🤖 AI Summary
Existing automatic evaluation metrics achieve high scores on radiology report generation tasks yet lack clinical trust due to fundamental deficiencies in clinical semantic understanding—specifically, their inability to distinguish clinically significant errors, over-penalization of harmless lexical or syntactic variations, and non-monotonic responses to error severity. Method: We propose the first clinically oriented meta-evaluation framework, defining dual dimensions—clinical alignment and core capability—and constructing a manually annotated dataset featuring fine-grained error types, clinical importance ratings, and expert explanations. Contribution/Results: Through systematic benchmarking of mainstream metrics, we empirically expose their semantic blind spots.

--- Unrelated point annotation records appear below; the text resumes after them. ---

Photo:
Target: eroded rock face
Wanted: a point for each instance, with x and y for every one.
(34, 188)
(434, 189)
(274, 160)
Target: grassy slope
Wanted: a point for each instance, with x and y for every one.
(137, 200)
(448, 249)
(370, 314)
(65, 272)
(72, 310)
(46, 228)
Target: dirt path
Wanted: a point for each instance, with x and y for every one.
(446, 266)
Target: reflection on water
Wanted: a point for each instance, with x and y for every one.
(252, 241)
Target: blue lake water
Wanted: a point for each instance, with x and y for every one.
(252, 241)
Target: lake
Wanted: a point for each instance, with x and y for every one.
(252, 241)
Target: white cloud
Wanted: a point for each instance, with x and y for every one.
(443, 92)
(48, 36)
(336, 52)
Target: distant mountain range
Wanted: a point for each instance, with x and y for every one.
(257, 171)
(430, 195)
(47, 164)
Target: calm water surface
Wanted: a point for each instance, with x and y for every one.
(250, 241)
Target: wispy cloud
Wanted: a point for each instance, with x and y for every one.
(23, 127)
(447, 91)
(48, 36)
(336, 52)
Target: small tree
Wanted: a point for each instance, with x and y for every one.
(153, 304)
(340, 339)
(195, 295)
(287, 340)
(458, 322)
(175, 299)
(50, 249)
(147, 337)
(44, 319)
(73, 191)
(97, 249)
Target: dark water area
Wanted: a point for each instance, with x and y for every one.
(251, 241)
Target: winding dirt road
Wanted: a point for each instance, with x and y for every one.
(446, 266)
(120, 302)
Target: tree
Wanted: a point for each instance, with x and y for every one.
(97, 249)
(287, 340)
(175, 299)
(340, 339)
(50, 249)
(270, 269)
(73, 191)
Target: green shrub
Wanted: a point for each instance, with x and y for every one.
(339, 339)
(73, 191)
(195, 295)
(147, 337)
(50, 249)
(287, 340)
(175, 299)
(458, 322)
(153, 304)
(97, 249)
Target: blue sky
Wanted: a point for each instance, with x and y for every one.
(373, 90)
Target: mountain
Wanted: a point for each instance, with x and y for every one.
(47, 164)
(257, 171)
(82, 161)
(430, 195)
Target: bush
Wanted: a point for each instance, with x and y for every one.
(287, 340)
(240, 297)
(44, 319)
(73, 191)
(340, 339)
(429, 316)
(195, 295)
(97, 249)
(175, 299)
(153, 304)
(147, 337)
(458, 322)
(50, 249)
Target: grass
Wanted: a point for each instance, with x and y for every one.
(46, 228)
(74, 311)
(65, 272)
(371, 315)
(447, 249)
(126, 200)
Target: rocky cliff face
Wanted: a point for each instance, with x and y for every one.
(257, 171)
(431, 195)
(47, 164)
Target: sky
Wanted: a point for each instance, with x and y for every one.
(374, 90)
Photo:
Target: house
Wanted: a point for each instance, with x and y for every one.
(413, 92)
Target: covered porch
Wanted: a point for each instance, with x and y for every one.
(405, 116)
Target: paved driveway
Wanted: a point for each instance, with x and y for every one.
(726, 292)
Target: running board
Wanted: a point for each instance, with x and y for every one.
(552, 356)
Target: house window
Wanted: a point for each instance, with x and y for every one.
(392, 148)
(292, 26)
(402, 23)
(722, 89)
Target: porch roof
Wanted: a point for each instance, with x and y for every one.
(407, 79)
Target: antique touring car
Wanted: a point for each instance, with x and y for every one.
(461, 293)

Our framework not only precisely diagnoses failure mechanisms of current metrics but also establishes a methodological foundation and practical paradigm for trustworthy, interpretable evaluation of medical text generation.
📝 Abstract
Automatically generated radiology reports often receive high scores from existing evaluation metrics but fail to earn clinicians' trust. This gap reveals fundamental flaws in how current metrics assess the quality of generated reports. We rethink the design and evaluation of these metrics and propose a clinically grounded Meta-Evaluation framework. We define clinically grounded criteria spanning clinical alignment and key metric capabilities, including discrimination, robustness, and monotonicity. Using a fine-grained dataset of ground truth and rewritten report pairs annotated with error types, clinical significance labels, and explanations, we systematically evaluate existing metrics and reveal their limitations in interpreting clinical semantics, such as failing to distinguish clinically significant errors, over-penalizing harmless variations, and lacking consistency across error severity levels. Our framework offers guidance for building more clinically reliable evaluation methods.